もしあの声がAなら、Aはきっと家族を許してくれていて、ずっと見守ってくれているのだろう。
だから母親も俺も、あの声がAだと信じたかった。
俺は声が聞こえた日からまじめに学校に通い始めた。
兄貴に一喝(?)されて、もう馬鹿やってる場合じゃねーなって気持ちになったから。
そんで勉強もかなり頑張って、現役で大学に合格できた。
合格発表の日、朝からゲロ吐きそうなくらい緊張して、掲示板見た瞬間にあまりの嬉しさに
「うがああああ」
って変な声上げちゃったんだけど、その時、俺の奇声にかぶせて、あのカン高い声が
「やったあー!」って聞こえてきたんだよね。
俺、本気で泣いた。
またいつか、声を聞かせてくれると信じてる。
諭してくれた人
交通事故に遭って左半身に少し麻痺が残り、日常生活困るほどではないけど、歩くとおかしいのがばれる。

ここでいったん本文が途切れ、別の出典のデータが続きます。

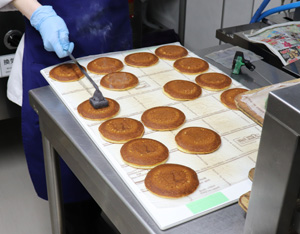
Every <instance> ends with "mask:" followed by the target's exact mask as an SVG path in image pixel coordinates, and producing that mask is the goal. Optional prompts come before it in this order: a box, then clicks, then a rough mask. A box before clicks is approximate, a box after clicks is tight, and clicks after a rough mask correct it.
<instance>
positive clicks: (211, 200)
mask: <svg viewBox="0 0 300 234" xmlns="http://www.w3.org/2000/svg"><path fill="white" fill-rule="evenodd" d="M228 200H229V199H228V198H227V197H226V196H225V195H224V194H223V193H221V192H218V193H214V194H212V195H209V196H207V197H205V198H201V199H199V200H197V201H193V202H191V203H189V204H187V205H186V206H187V208H189V209H190V211H192V212H193V213H194V214H197V213H200V212H202V211H205V210H208V209H210V208H212V207H215V206H218V205H220V204H222V203H224V202H227V201H228Z"/></svg>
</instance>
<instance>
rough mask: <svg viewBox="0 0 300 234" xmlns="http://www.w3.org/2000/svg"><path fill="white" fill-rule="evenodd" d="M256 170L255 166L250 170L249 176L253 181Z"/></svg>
mask: <svg viewBox="0 0 300 234" xmlns="http://www.w3.org/2000/svg"><path fill="white" fill-rule="evenodd" d="M254 172H255V168H252V169H251V170H250V171H249V174H248V177H249V179H250V180H251V181H253V177H254Z"/></svg>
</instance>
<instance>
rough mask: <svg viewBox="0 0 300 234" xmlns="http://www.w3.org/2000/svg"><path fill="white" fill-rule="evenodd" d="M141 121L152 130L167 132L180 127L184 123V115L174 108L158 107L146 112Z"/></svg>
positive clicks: (143, 113) (175, 108)
mask: <svg viewBox="0 0 300 234" xmlns="http://www.w3.org/2000/svg"><path fill="white" fill-rule="evenodd" d="M141 120H142V122H143V124H144V125H145V126H146V127H148V128H150V129H152V130H157V131H168V130H173V129H176V128H178V127H180V126H181V125H182V124H183V123H184V121H185V115H184V114H183V112H182V111H180V110H178V109H176V108H174V107H168V106H159V107H153V108H151V109H148V110H146V111H145V112H144V113H143V114H142V117H141Z"/></svg>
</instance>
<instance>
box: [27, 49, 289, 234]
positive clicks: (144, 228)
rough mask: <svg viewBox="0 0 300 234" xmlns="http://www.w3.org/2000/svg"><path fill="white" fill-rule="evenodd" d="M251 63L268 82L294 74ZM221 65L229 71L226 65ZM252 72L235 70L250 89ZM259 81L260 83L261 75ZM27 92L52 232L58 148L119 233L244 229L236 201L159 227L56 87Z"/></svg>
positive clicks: (176, 232) (57, 164)
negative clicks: (36, 122) (41, 158)
mask: <svg viewBox="0 0 300 234" xmlns="http://www.w3.org/2000/svg"><path fill="white" fill-rule="evenodd" d="M223 47H228V45H223V46H221V47H216V48H210V49H207V50H203V51H200V53H198V54H199V56H202V57H203V58H204V55H205V54H207V53H209V52H212V51H214V50H217V49H220V48H223ZM209 62H211V63H214V62H213V61H209ZM214 65H216V66H218V65H217V64H214ZM255 65H256V66H257V69H259V70H260V71H261V72H263V73H262V74H264V76H266V77H270V79H271V82H272V83H278V82H281V81H285V80H290V79H292V77H290V76H288V75H286V73H283V72H281V71H279V70H278V69H276V68H274V69H273V70H272V69H271V68H272V67H271V66H269V65H268V64H265V63H264V62H262V61H258V62H257V63H256V64H255ZM265 65H266V66H265ZM218 67H219V66H218ZM220 68H221V67H220ZM221 69H222V68H221ZM222 70H224V71H225V72H229V71H226V69H224V67H223V69H222ZM228 70H229V69H228ZM249 72H250V71H249ZM252 74H253V73H252ZM250 75H251V73H249V74H248V71H247V72H244V74H243V75H241V76H239V78H240V81H241V83H244V85H245V86H247V87H249V88H252V89H253V88H255V87H259V85H258V84H257V83H253V82H252V81H253V79H256V78H255V77H254V78H251V77H250V78H251V79H252V80H251V79H250V80H249V79H248V78H249V76H250ZM257 79H259V78H257ZM258 81H259V82H261V84H262V85H263V84H264V83H263V81H262V80H260V79H259V80H258ZM265 85H268V83H265ZM29 98H30V103H31V106H32V107H33V108H34V109H35V111H36V112H37V113H38V115H39V119H40V129H41V132H42V135H43V146H44V156H45V167H46V176H47V186H48V191H49V204H50V213H51V221H52V228H53V233H55V234H59V233H64V223H63V219H62V216H63V213H62V209H61V201H62V199H61V194H60V192H61V189H60V177H59V173H58V168H59V165H58V157H59V156H58V154H59V155H60V156H61V158H62V159H63V160H64V161H65V162H66V163H67V165H68V166H69V167H70V169H71V170H72V171H73V172H74V174H75V175H76V176H77V177H78V179H79V180H80V181H81V183H82V184H83V185H84V186H85V187H86V189H87V190H88V192H89V193H90V194H91V195H92V197H93V198H94V199H95V201H96V202H97V203H98V204H99V206H100V207H101V208H102V210H103V211H104V213H105V214H106V215H107V216H108V218H109V219H110V220H111V221H112V223H113V224H114V225H115V226H116V227H117V229H118V230H119V231H120V232H121V233H130V234H132V233H166V234H167V233H180V234H181V233H186V234H188V233H201V234H211V233H223V234H235V233H237V234H240V233H242V231H243V227H244V223H245V213H244V211H243V210H242V209H241V208H240V207H239V206H238V205H237V204H234V205H231V206H228V207H226V208H223V209H220V210H218V211H215V212H212V213H210V214H208V215H205V216H202V217H200V218H197V219H194V220H191V221H188V222H186V223H183V224H181V225H178V226H175V227H173V228H170V229H167V230H164V231H162V230H160V229H159V228H158V226H157V225H156V223H155V222H154V221H153V220H152V218H151V217H150V215H149V214H148V213H147V212H146V210H145V209H144V208H143V207H142V205H141V204H140V203H139V202H138V200H137V199H136V198H135V196H134V195H133V194H132V193H131V191H130V190H129V188H128V187H127V186H126V185H125V183H124V182H123V181H122V179H121V178H120V177H119V175H118V174H117V173H116V171H115V170H114V169H113V168H112V166H111V165H110V163H109V162H108V161H107V160H106V158H105V157H104V156H103V154H102V153H101V151H100V150H99V149H98V148H97V147H96V145H95V144H94V143H93V142H92V140H90V138H89V137H88V135H87V134H86V133H85V131H84V130H83V129H82V127H81V126H80V125H79V123H78V122H77V121H76V120H75V118H74V117H73V115H72V114H71V113H70V112H69V111H68V110H67V108H66V107H65V105H64V104H63V103H62V101H61V100H60V99H59V98H58V97H57V96H56V94H55V93H54V91H52V89H51V88H50V87H49V86H46V87H42V88H39V89H35V90H31V91H30V92H29ZM56 152H57V153H58V154H57V153H56Z"/></svg>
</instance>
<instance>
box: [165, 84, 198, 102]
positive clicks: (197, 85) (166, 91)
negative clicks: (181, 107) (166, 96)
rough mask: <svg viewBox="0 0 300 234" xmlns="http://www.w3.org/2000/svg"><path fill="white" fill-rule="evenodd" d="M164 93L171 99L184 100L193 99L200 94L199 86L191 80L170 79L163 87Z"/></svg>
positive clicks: (176, 99)
mask: <svg viewBox="0 0 300 234" xmlns="http://www.w3.org/2000/svg"><path fill="white" fill-rule="evenodd" d="M163 91H164V93H165V94H166V95H167V96H168V97H169V98H171V99H175V100H179V101H185V100H194V99H196V98H198V97H200V96H201V93H202V90H201V87H200V86H199V85H197V84H195V83H193V82H191V81H186V80H172V81H169V82H168V83H166V84H165V85H164V87H163Z"/></svg>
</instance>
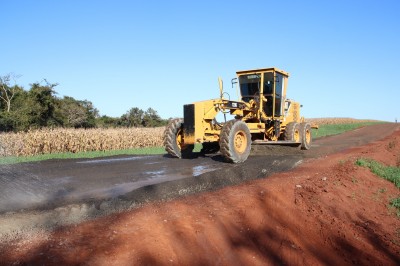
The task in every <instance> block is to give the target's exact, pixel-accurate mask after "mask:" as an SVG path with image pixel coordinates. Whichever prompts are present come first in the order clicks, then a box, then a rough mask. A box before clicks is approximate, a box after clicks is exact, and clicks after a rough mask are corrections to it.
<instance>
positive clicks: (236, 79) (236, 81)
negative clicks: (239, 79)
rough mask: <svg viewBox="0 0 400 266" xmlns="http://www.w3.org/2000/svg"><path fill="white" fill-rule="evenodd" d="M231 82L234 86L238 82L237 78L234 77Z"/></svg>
mask: <svg viewBox="0 0 400 266" xmlns="http://www.w3.org/2000/svg"><path fill="white" fill-rule="evenodd" d="M231 83H232V88H233V84H236V83H237V78H233V79H232V80H231Z"/></svg>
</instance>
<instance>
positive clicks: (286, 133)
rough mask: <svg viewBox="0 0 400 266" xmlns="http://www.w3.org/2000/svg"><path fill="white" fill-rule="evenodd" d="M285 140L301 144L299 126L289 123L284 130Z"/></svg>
mask: <svg viewBox="0 0 400 266" xmlns="http://www.w3.org/2000/svg"><path fill="white" fill-rule="evenodd" d="M284 136H285V140H289V141H294V142H301V134H300V125H299V123H296V122H290V123H289V124H287V126H286V129H285V135H284Z"/></svg>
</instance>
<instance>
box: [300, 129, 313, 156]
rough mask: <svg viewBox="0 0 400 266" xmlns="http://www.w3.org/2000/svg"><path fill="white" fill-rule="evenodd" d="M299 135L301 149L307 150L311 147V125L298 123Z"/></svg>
mask: <svg viewBox="0 0 400 266" xmlns="http://www.w3.org/2000/svg"><path fill="white" fill-rule="evenodd" d="M300 135H301V149H302V150H309V149H310V148H311V142H312V135H311V125H310V124H309V123H305V122H304V123H300Z"/></svg>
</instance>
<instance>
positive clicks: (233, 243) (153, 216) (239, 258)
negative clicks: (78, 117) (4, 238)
mask: <svg viewBox="0 0 400 266" xmlns="http://www.w3.org/2000/svg"><path fill="white" fill-rule="evenodd" d="M361 157H362V158H371V159H375V160H377V161H379V162H382V163H384V164H386V165H392V166H399V164H400V131H396V132H395V133H394V134H392V135H391V136H389V137H387V138H385V139H383V140H381V141H378V142H374V143H371V144H369V145H367V146H363V147H358V148H353V149H350V150H347V151H345V152H342V153H337V154H333V155H329V156H327V157H325V158H320V159H310V160H308V161H307V162H305V163H303V164H302V165H300V166H298V167H297V168H295V169H294V170H292V171H290V172H286V173H280V174H275V175H272V176H270V177H268V178H265V179H259V180H255V181H251V182H247V183H245V184H242V185H239V186H234V187H227V188H224V189H221V190H218V191H215V192H210V193H202V194H199V195H194V196H189V197H186V198H181V199H177V200H173V201H170V202H164V203H152V204H148V205H146V206H144V207H142V208H140V209H137V210H133V211H129V212H125V213H121V214H117V215H112V216H108V217H103V218H100V219H97V220H92V221H88V222H84V223H82V224H79V225H76V226H71V227H64V228H60V229H58V230H57V231H55V232H53V233H52V234H51V235H50V236H49V237H48V238H47V239H29V240H24V241H18V242H14V243H11V244H8V245H7V246H4V245H1V244H0V252H1V253H0V254H1V257H2V259H1V262H0V264H13V263H15V264H25V263H27V264H50V265H53V264H59V265H64V264H90V265H164V264H165V265H277V264H289V265H321V264H323V265H328V264H331V265H347V264H360V265H399V263H400V219H399V218H398V217H397V216H396V211H395V210H393V209H392V208H390V207H388V204H389V201H390V199H392V198H395V197H399V196H400V192H399V189H398V188H396V187H395V185H394V184H392V183H390V182H388V181H386V180H383V179H381V178H379V177H377V176H375V175H374V174H372V173H371V172H370V171H369V169H366V168H363V167H359V166H356V165H355V160H356V159H357V158H361Z"/></svg>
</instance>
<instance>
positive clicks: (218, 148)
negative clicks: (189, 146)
mask: <svg viewBox="0 0 400 266" xmlns="http://www.w3.org/2000/svg"><path fill="white" fill-rule="evenodd" d="M202 145H203V148H202V149H201V151H200V153H202V154H210V153H216V152H218V151H219V143H218V142H203V144H202Z"/></svg>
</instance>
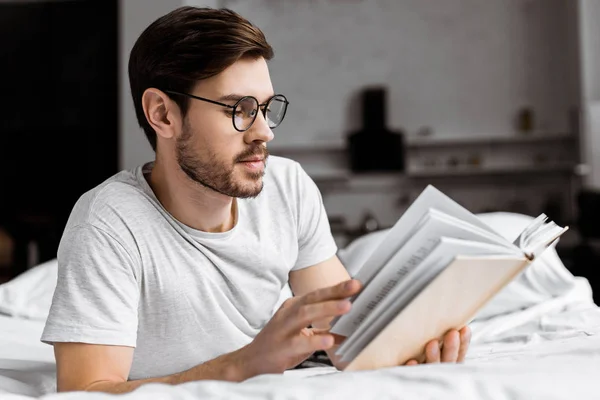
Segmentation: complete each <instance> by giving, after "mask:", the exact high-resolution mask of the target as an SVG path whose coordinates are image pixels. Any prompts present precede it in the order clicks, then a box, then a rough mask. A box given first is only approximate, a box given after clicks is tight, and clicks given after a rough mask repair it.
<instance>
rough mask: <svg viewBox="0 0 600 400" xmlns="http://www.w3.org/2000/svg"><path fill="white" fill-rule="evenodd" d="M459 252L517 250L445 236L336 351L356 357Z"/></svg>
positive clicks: (442, 270) (341, 354)
mask: <svg viewBox="0 0 600 400" xmlns="http://www.w3.org/2000/svg"><path fill="white" fill-rule="evenodd" d="M458 255H461V256H475V255H477V256H494V257H503V256H508V257H511V258H512V257H515V252H514V251H513V250H511V249H507V248H505V247H503V246H498V245H495V244H489V243H481V242H474V241H470V240H461V239H455V238H447V237H442V238H441V239H440V240H439V244H438V245H437V246H436V247H435V248H434V249H433V250H432V251H431V252H430V254H429V255H428V256H427V258H426V259H425V260H423V262H421V263H420V264H419V266H417V267H416V268H415V269H414V270H413V271H412V272H410V276H411V277H412V278H413V279H405V280H404V281H403V282H401V283H400V284H398V285H397V286H396V287H395V288H394V289H393V290H392V291H390V293H389V295H388V296H387V297H386V298H385V299H384V300H382V301H381V302H380V304H379V305H378V306H377V307H376V308H374V309H373V311H372V312H371V313H370V315H368V317H367V318H365V320H364V321H363V323H362V324H361V325H360V327H359V328H358V329H356V330H355V331H354V333H353V334H351V335H350V336H349V337H348V338H347V339H346V340H345V341H344V342H343V343H342V345H341V346H340V347H339V348H338V350H337V352H336V354H337V355H343V357H342V361H349V360H352V359H353V358H354V357H356V356H357V355H358V354H359V353H360V352H361V351H362V349H363V348H364V347H365V346H367V345H368V344H369V343H370V341H371V340H373V338H374V337H375V336H376V335H377V334H378V333H379V332H380V331H381V330H382V329H383V328H384V327H385V326H386V325H387V324H388V323H389V322H390V321H391V320H392V319H393V318H395V317H396V315H398V314H399V313H400V312H401V311H402V310H403V309H404V308H405V307H406V306H407V305H408V304H409V303H410V302H411V301H412V300H413V299H414V298H415V297H416V296H417V295H418V294H419V293H420V292H421V291H422V290H423V289H424V288H425V287H426V286H427V285H428V284H429V282H431V281H432V280H433V279H434V278H435V277H436V276H437V275H438V274H439V273H440V272H442V271H443V270H444V268H446V267H447V266H448V265H449V264H450V263H451V262H452V261H453V260H454V259H455V258H456V257H457V256H458ZM517 256H519V255H518V254H517Z"/></svg>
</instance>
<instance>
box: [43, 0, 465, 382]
mask: <svg viewBox="0 0 600 400" xmlns="http://www.w3.org/2000/svg"><path fill="white" fill-rule="evenodd" d="M272 56H273V50H272V49H271V47H270V45H269V44H268V43H267V42H266V40H265V37H264V35H263V33H262V32H261V31H260V30H259V29H258V28H256V27H255V26H253V25H252V24H251V23H250V22H248V21H247V20H245V19H243V18H242V17H241V16H239V15H237V14H236V13H234V12H232V11H229V10H225V9H220V10H215V9H208V8H194V7H183V8H179V9H177V10H175V11H173V12H171V13H169V14H167V15H165V16H164V17H161V18H159V19H158V20H157V21H155V22H154V23H152V24H151V25H150V26H149V27H148V28H147V29H146V30H145V31H144V32H143V33H142V35H141V36H140V37H139V39H138V41H137V42H136V44H135V46H134V47H133V49H132V51H131V56H130V60H129V79H130V83H131V92H132V96H133V102H134V105H135V110H136V113H137V118H138V121H139V123H140V125H141V126H142V128H143V129H144V132H145V134H146V136H147V137H148V140H149V141H150V144H151V145H152V147H153V149H154V150H155V152H156V158H155V161H154V162H152V163H148V164H146V165H143V166H140V167H138V168H137V169H135V170H132V171H122V172H120V173H118V174H117V175H115V176H113V177H112V178H110V179H108V180H107V181H106V182H104V183H102V184H101V185H99V186H98V187H96V188H95V189H93V190H91V191H90V192H88V193H85V194H84V195H83V196H82V197H81V198H80V199H79V201H78V202H77V204H76V205H75V207H74V209H73V211H72V214H71V217H70V219H69V222H68V224H67V226H66V228H65V231H64V233H63V237H62V240H61V243H60V248H59V251H58V262H59V275H58V284H57V288H56V292H55V295H54V299H53V303H52V307H51V310H50V315H49V317H48V321H47V323H46V327H45V330H44V333H43V336H42V340H43V341H44V342H46V343H51V344H53V345H54V349H55V355H56V361H57V374H58V377H57V379H58V390H60V391H68V390H95V391H106V392H113V393H120V392H127V391H131V390H133V389H135V388H136V387H138V386H140V385H141V384H143V383H146V382H163V383H171V384H177V383H181V382H186V381H192V380H200V379H224V380H231V381H242V380H244V379H247V378H249V377H252V376H255V375H258V374H263V373H281V372H283V371H284V370H286V369H289V368H292V367H294V366H296V365H297V364H299V363H300V362H302V361H303V360H304V359H306V358H307V357H308V356H309V355H310V354H312V353H313V352H314V351H316V350H328V351H329V355H330V357H332V361H333V362H334V364H335V365H336V366H337V367H341V365H340V363H339V362H337V360H336V359H335V357H333V349H334V348H335V346H336V345H337V344H336V343H334V342H336V339H341V338H334V336H333V335H331V334H329V333H328V331H327V328H328V326H329V324H328V322H329V321H330V320H331V319H332V318H333V317H334V316H336V315H340V314H343V313H346V312H348V311H349V309H350V303H349V302H348V297H350V296H352V295H354V294H356V293H358V291H359V290H360V283H359V282H357V281H355V280H351V279H350V277H349V276H348V273H347V272H346V270H345V269H344V267H343V266H342V264H341V263H340V261H339V260H338V258H337V257H336V255H335V254H336V251H337V249H336V246H335V243H334V240H333V238H332V235H331V232H330V228H329V224H328V221H327V216H326V214H325V210H324V208H323V204H322V200H321V196H320V194H319V191H318V189H317V187H316V186H315V184H314V183H313V182H312V180H311V179H310V178H309V177H308V176H307V174H306V173H305V172H304V171H303V170H302V168H301V167H300V165H299V164H298V163H296V162H294V161H291V160H286V159H283V158H278V157H268V152H267V143H268V142H269V141H271V140H272V139H273V132H272V129H274V128H275V127H277V126H278V125H279V124H280V123H281V122H282V120H283V118H284V116H285V114H286V111H287V106H288V104H289V103H288V101H287V99H286V98H285V96H283V95H281V94H277V92H276V91H274V89H273V86H272V84H271V80H270V77H269V70H268V68H267V61H268V60H270V59H271V58H272ZM267 164H268V168H267ZM288 283H289V285H290V287H291V289H292V291H293V294H294V296H293V297H292V298H290V299H288V300H286V301H285V302H284V303H283V305H282V306H281V307H279V308H278V307H277V304H278V301H279V298H280V295H281V293H282V288H285V287H287V286H286V285H288ZM309 326H310V327H312V328H310V329H309V328H307V327H309ZM469 337H470V332H469V330H468V328H465V329H464V330H463V331H461V332H457V331H452V332H449V333H448V334H447V335H446V336H445V338H444V340H443V346H440V345H439V344H438V343H437V341H433V342H431V343H429V344H428V346H427V347H426V351H425V353H426V354H425V355H426V361H427V362H439V361H444V362H445V361H450V362H456V361H462V360H463V359H464V356H465V353H466V351H467V348H468V343H469ZM440 347H441V348H442V350H440ZM415 363H416V362H415V361H412V362H410V364H415Z"/></svg>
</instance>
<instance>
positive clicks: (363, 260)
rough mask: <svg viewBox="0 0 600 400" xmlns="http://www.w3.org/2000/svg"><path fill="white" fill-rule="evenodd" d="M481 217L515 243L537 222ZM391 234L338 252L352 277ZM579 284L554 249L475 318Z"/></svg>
mask: <svg viewBox="0 0 600 400" xmlns="http://www.w3.org/2000/svg"><path fill="white" fill-rule="evenodd" d="M477 216H478V217H479V218H480V219H481V220H482V221H483V222H484V223H485V224H487V225H488V226H489V227H490V228H492V229H493V230H494V231H496V232H497V233H498V234H500V235H502V236H504V237H505V238H506V239H508V240H509V241H511V242H512V241H513V240H514V239H515V238H516V237H517V236H518V235H519V233H520V232H521V231H522V230H523V229H524V228H525V227H526V226H527V225H528V224H529V223H530V222H531V221H533V219H534V218H533V217H531V216H527V215H523V214H516V213H509V212H493V213H484V214H477ZM388 232H389V229H384V230H380V231H376V232H372V233H369V234H367V235H365V236H362V237H360V238H358V239H356V240H354V241H353V242H352V243H350V245H348V246H347V247H345V248H344V249H340V250H339V251H338V257H339V258H340V260H341V261H342V263H343V264H344V266H345V267H346V269H348V272H349V273H350V275H351V276H355V275H356V273H357V272H358V270H359V269H360V267H361V266H362V265H363V263H364V262H365V261H366V260H367V258H368V257H369V256H370V255H371V253H372V252H373V251H374V250H375V248H376V247H377V246H378V245H379V244H380V243H381V241H382V240H383V238H384V237H385V235H386V234H387V233H388ZM575 284H576V278H575V277H574V276H573V274H571V272H569V270H568V269H567V268H566V267H565V266H564V264H563V263H562V261H561V260H560V258H559V256H558V254H557V253H556V250H555V249H554V247H550V248H548V249H547V250H546V251H545V252H544V253H543V254H542V256H540V257H539V258H538V259H537V260H536V261H534V262H533V263H532V264H531V265H530V266H529V267H528V268H526V269H525V271H523V273H521V274H520V275H519V276H518V277H516V278H515V279H514V280H513V281H512V282H511V283H509V284H508V285H507V286H506V287H505V288H504V289H502V290H501V291H500V292H499V293H498V294H497V295H496V296H494V297H493V298H492V300H490V302H488V304H487V305H486V306H485V307H484V308H483V309H481V310H480V311H479V313H478V314H477V316H476V317H475V319H479V320H481V319H487V318H490V317H493V316H496V315H500V314H504V313H509V312H514V311H517V310H520V309H523V308H528V307H530V306H532V305H534V304H538V303H540V302H543V301H545V300H548V299H550V298H553V297H556V296H559V295H561V294H563V293H566V292H568V291H569V290H570V289H572V288H573V286H574V285H575Z"/></svg>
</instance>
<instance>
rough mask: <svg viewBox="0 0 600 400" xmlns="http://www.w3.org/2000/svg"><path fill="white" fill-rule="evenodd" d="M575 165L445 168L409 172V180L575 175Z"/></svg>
mask: <svg viewBox="0 0 600 400" xmlns="http://www.w3.org/2000/svg"><path fill="white" fill-rule="evenodd" d="M575 169H576V165H575V164H571V163H564V164H555V165H552V164H549V165H517V166H494V167H491V166H490V167H472V168H465V167H460V168H458V167H457V168H455V169H452V168H445V169H433V168H432V169H430V170H427V169H423V170H417V171H408V172H407V173H406V175H407V176H408V177H409V178H434V177H467V176H482V175H509V174H548V173H567V174H574V173H575Z"/></svg>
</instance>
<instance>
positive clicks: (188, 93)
mask: <svg viewBox="0 0 600 400" xmlns="http://www.w3.org/2000/svg"><path fill="white" fill-rule="evenodd" d="M164 92H165V93H170V94H176V95H180V96H186V97H190V98H192V99H196V100H202V101H206V102H208V103H212V104H216V105H219V106H223V107H227V108H230V109H231V110H232V111H231V121H232V122H233V127H234V128H235V129H236V130H237V131H238V132H244V131H247V130H248V129H250V127H251V126H252V124H253V123H254V121H255V120H256V116H257V115H258V110H259V108H260V109H262V113H263V117H265V121H267V124H268V125H269V128H271V129H275V128H277V127H278V126H279V124H281V121H283V117H285V113H286V111H287V106H288V104H290V102H289V101H287V99H286V98H285V96H284V95H282V94H276V95H275V96H273V97H271V98H270V99H269V100H268V101H267V102H266V103H264V104H259V103H258V100H257V99H256V98H255V97H254V96H244V97H242V98H241V99H239V100H238V101H237V102H236V103H235V104H234V105H229V104H225V103H220V102H218V101H214V100H210V99H206V98H204V97H199V96H194V95H193V94H189V93H183V92H176V91H173V90H165V91H164Z"/></svg>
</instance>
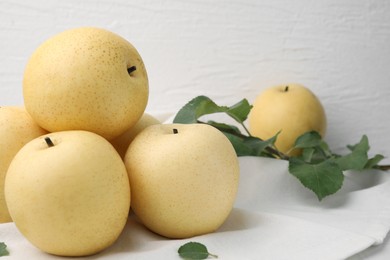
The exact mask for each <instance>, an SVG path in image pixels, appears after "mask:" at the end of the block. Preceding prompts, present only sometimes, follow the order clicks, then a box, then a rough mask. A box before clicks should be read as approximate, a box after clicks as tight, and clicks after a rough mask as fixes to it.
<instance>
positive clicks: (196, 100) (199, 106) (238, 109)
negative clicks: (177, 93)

付き合い始めの頃、それを気にして一歩下がるように歩いてた私に気付いて、手をつないで一緒に並んで歩いてくれた。
家に帰ってから訳を聞かれて
「○君に恥ずかしい思いをさせたくなかったから」
って言ったら
「どうしてそんな考え方をするんだ」
と怒られたので
「大好きだった○君と付き合えてるだけで幸せだから。
私と付き合うことで○君に少しでも嫌な思いをさせたくないから」
と言ったら
泣きながら私の両手を持って、目の中を覗き込むようにして諭してくれた。
「俺はお前と付き合ってあげてるわけじゃない。
俺がお前を好きで一緒にいたい、付き合いたいと思ったから付き合ってるんだ。
お前の体のことなんか、ずっと前から知ってたけど、一緒に歩いて恥ずかしいなんて一回だって思った事はないよ。
お前がそんな風に考えてるのが俺は悲しい。
俺に気を使わないで。自分の事を恥じないで。
もっと自信をもって胸を張ってほしい。
ずっと並んで歩こうよ。お前は俺の自慢の彼女なんだから」
私のことをここまで思ってくれる人には絶対会えないと思う。
すごく嬉しくて、涙が止まらなかった。
今は、どこに行くときも並んで歩いています。